Whether I was right or delusional, here are my beliefs.
1. There are plenty of fish every day to be taken
I see the market as a vast ocean in front of a beach I was washed up on, with plenty of fish swirling around. Every day, the market provides heaps of money to be taken, again and again.
Not many people notice any fish at all. Or maybe many of them don’t believe they could catch them.
Belief is critical, of course. Until one believes something is actually possible, it is mostly unfeasible. And then, there needs to be the willingness, real, unshakable, and deep to the core, to do it.
Ed Seykota, a famous trader, once wrote:
Win or lose, everybody gets what they want from the market. Some people win by losing. Some people win by winning.
Just like in a casino, many people are having fun losing money. What they really want is to have a thrill, an adrenaline rush, while a dice is rolling. So they win even when they lose.
I want a steady flow of income from the market into my accounts. With the unbounded flexibility to operate from anywhere. And the time to pursue other ventures. All of that.
The blue ocean has been providing those fish, and I will catch them.
Some days, there’ll be storms out there, and I wouldn’t venture too far from the shore. I may end up not catching anything, and fast for the day. However, I have seen opportunities coming incessantly every week, all seasons. Will I, one day, trip my boat and drown?

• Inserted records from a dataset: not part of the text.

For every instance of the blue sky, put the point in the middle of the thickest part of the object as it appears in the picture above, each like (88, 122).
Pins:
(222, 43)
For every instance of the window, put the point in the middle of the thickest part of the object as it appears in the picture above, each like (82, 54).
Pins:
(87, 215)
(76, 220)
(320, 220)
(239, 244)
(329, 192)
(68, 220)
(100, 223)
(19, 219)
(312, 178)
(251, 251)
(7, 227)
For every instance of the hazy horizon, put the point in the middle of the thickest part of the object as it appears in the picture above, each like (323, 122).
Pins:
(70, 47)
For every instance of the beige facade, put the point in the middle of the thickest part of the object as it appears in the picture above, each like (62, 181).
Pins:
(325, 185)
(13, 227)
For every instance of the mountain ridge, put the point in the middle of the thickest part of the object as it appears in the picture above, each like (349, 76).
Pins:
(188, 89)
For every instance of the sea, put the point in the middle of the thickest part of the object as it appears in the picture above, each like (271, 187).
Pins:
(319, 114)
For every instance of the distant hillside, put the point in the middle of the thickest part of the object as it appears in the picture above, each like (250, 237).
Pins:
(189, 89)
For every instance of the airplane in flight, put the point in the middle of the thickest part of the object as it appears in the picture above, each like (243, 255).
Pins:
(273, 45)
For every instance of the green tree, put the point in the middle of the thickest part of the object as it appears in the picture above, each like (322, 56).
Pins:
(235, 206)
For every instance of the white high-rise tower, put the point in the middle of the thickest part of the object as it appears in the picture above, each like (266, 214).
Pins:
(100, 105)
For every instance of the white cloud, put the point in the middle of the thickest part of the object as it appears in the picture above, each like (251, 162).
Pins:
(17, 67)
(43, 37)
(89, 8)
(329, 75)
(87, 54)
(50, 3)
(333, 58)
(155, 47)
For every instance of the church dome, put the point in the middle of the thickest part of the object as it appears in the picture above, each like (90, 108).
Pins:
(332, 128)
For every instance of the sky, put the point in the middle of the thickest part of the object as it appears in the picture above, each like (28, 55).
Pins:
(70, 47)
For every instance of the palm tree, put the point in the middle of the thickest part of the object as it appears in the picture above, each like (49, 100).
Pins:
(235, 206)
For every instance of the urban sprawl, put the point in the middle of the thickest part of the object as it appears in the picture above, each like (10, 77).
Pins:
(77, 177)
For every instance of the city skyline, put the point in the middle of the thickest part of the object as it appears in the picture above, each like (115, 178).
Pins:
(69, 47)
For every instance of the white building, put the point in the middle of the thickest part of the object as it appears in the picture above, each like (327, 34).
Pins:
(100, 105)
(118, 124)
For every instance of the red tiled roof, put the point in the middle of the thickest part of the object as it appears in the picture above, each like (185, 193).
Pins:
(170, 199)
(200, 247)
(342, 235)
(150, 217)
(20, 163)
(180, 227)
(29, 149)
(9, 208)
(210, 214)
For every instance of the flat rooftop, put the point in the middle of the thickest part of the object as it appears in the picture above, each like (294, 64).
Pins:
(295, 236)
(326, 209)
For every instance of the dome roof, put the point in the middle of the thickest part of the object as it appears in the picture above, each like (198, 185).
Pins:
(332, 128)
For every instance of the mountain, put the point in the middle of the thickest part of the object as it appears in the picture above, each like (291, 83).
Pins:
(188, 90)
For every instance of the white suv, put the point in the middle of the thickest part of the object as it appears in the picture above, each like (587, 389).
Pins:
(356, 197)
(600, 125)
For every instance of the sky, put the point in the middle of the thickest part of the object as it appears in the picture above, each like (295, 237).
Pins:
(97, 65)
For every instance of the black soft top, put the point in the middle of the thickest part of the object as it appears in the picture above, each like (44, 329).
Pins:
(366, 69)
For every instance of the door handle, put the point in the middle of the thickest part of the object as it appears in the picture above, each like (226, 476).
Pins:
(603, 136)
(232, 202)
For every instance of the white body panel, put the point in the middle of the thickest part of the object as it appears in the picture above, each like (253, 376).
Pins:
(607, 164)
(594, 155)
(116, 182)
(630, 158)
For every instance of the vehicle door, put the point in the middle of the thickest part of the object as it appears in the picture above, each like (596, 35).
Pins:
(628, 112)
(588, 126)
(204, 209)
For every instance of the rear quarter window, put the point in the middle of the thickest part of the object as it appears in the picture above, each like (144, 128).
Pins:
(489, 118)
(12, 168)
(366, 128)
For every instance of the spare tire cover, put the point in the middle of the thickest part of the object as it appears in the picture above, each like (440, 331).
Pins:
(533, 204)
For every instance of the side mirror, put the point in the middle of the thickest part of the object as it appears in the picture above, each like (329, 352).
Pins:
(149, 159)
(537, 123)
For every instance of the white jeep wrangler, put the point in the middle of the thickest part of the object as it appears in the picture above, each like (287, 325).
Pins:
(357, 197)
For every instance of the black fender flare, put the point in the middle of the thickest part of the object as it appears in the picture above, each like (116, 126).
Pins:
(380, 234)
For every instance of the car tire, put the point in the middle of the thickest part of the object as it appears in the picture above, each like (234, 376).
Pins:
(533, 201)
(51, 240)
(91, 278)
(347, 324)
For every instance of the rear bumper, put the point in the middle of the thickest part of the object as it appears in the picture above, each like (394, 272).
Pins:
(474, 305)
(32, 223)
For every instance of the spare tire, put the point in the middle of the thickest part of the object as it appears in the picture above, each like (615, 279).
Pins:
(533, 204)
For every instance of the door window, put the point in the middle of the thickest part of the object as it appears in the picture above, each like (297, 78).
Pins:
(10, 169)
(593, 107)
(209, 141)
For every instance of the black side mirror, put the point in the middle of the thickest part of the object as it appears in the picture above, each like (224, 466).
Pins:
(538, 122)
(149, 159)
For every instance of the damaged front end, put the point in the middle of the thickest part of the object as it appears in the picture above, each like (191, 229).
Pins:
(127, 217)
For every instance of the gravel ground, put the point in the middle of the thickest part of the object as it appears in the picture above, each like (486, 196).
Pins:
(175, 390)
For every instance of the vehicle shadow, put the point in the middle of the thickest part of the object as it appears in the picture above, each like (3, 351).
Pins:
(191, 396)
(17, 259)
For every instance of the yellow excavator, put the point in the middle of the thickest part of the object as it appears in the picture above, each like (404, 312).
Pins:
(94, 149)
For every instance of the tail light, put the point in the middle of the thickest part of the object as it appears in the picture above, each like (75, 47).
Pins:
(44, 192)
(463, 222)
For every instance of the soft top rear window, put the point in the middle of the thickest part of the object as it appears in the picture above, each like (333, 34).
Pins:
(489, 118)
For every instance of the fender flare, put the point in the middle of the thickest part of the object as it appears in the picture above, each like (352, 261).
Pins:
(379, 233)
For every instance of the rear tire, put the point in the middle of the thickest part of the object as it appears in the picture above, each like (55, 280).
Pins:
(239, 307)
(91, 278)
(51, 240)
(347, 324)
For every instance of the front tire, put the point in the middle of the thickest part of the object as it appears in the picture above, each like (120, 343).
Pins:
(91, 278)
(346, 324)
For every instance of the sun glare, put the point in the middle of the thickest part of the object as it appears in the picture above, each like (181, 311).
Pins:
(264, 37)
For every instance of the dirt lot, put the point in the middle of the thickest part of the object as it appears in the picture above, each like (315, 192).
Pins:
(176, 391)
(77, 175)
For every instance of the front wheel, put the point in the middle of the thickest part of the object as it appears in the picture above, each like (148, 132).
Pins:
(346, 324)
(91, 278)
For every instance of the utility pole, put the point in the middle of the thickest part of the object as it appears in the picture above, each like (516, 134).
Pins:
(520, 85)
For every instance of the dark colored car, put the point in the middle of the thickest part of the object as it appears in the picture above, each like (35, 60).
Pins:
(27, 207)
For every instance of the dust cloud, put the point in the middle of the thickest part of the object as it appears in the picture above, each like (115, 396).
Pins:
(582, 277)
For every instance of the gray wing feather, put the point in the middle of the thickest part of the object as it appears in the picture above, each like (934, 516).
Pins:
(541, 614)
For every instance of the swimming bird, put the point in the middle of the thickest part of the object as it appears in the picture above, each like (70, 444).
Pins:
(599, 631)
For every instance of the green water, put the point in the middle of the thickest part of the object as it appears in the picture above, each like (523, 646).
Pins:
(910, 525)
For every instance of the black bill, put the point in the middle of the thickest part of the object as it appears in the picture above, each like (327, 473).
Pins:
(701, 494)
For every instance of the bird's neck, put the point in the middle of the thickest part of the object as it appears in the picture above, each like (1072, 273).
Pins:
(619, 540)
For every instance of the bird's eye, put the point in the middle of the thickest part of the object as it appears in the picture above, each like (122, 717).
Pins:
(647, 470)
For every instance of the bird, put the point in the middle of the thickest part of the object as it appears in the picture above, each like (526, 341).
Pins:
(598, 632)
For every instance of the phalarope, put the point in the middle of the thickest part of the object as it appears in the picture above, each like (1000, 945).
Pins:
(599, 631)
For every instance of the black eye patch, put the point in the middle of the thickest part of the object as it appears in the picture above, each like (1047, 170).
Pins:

2. It’s an incredible game to play
The game is probably remarkably hard and challenging to win, as the vast majority of people fail to beat the index returns.
You even have a whole industry discouraging anyone from playing this game. “You can’t really catch fish in the long run. The Market is Efficient,” they postulate. “Just sit back, be a passive investor, relax and enjoy the sashimi platter that will come your way, eventually”.
I like to play. I like finding challenging puzzles, big and small, and the fact that if I solve them, I get a reward. If I fail, I lose money. It wouldn’t be an interesting game if I couldn’t lose.